Não dá para pensar na ascensão da Literatura Marginal, e em sua visibilidade no cenário nacional e internacional, sem relação direta com os livros de Ferréz (no cartório, Reginaldo Ferreria da Silva). Ele estreou em 1997, com a Fortaleza da Ilusão, e permanece ativo e provocador desde entãoSerá mera coincidência ter surgido no mesmo ano do Sobrevivendo no Inferno, disco dos Racionais de mensagem contundente e um milhão e meio de cópias vendidas?

No livro Capão Pecado, seu primeiro romance (primeira edição, de 2000, esgotada em apenas dois meses), a relação entre o escritor e o rap fica ainda mais evidente. Poetas, cantores, escritores e articuladores do movimento hip-hop intercalam suas contribuições, registradas no livro, com a história, de tirar o fôlego e prender a atenção até o momento em que o enredo finalmente se resolve.

Ferréz coloca as cores de realidade em seus livros, que já estão tomando outras linguagens. O conto Os inimigos não levam flores foi adaptado para televisão e assumiu a forma de histórias em quadrinhos. Há traduções para o espanhol e italiano, respectivamente com Capão Pecado e Manual Prático para o Ódio. O último vai ser adaptado para as telas de cinema. Certo dia, quando estava lendo esse livro pela segunda ou terceira vez, um cobrador de ônibus me disse que todo mundo deveria ler Ferréz — principalmente esse segundo romance lançado em 2003. Uma literatura que chega em quem é retratado.

Fiquei surpreso ao entrar em contato com Amanhecer Esmeralda, primeiro livro infantil do autor. Numa edição com lindas ilustrações, a obra é a história de uma criança negra e moradora de uma comunidade pobre, que vai sendo modificada através de gestos de amor que melhoram sua autoestima. Segundo Ferréz, a personagem foi inspirada numa criança que assistia suas palestras e o impressionava pela altivez — que ele compara à das grandes nobres africanas.
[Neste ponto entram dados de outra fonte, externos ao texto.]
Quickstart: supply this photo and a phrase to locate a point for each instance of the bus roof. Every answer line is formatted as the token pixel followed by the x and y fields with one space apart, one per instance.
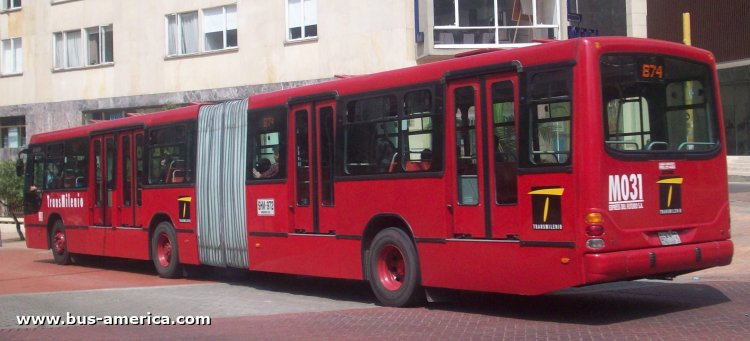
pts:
pixel 548 52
Além de escrever, Ferréz edita. Seu livro Cronista de um tempo ruim —  um compilado de contos e crônicas, em que destaco Rio de Sangue — inaugurou o Selo Povo, criado para publicar textos de escritores periféricos. Em dois anos, lançou quatro publicações. Com a lançamento do livro de Cidinha da Silva, fechou um ciclo, deixando a lição de que é possível publicar livros de ótima qualidade, vendendo-os ao preço de duas cervejas e meia, algo sempre ressaltado na divulgação dos materiais publicados e em entrevistas de Ferréz.

Para ele, todo escritor deve estar engajado em projetos sociais. Para alinhar discurso com prática, em 2012 conforme afirma em um dos seus blogs, Literatura Marginal, vai dedicar-se ao Instituto 1DASUL que dentre várias frentes, realiza oficinas de leitura para aproximadamente 180 crianças.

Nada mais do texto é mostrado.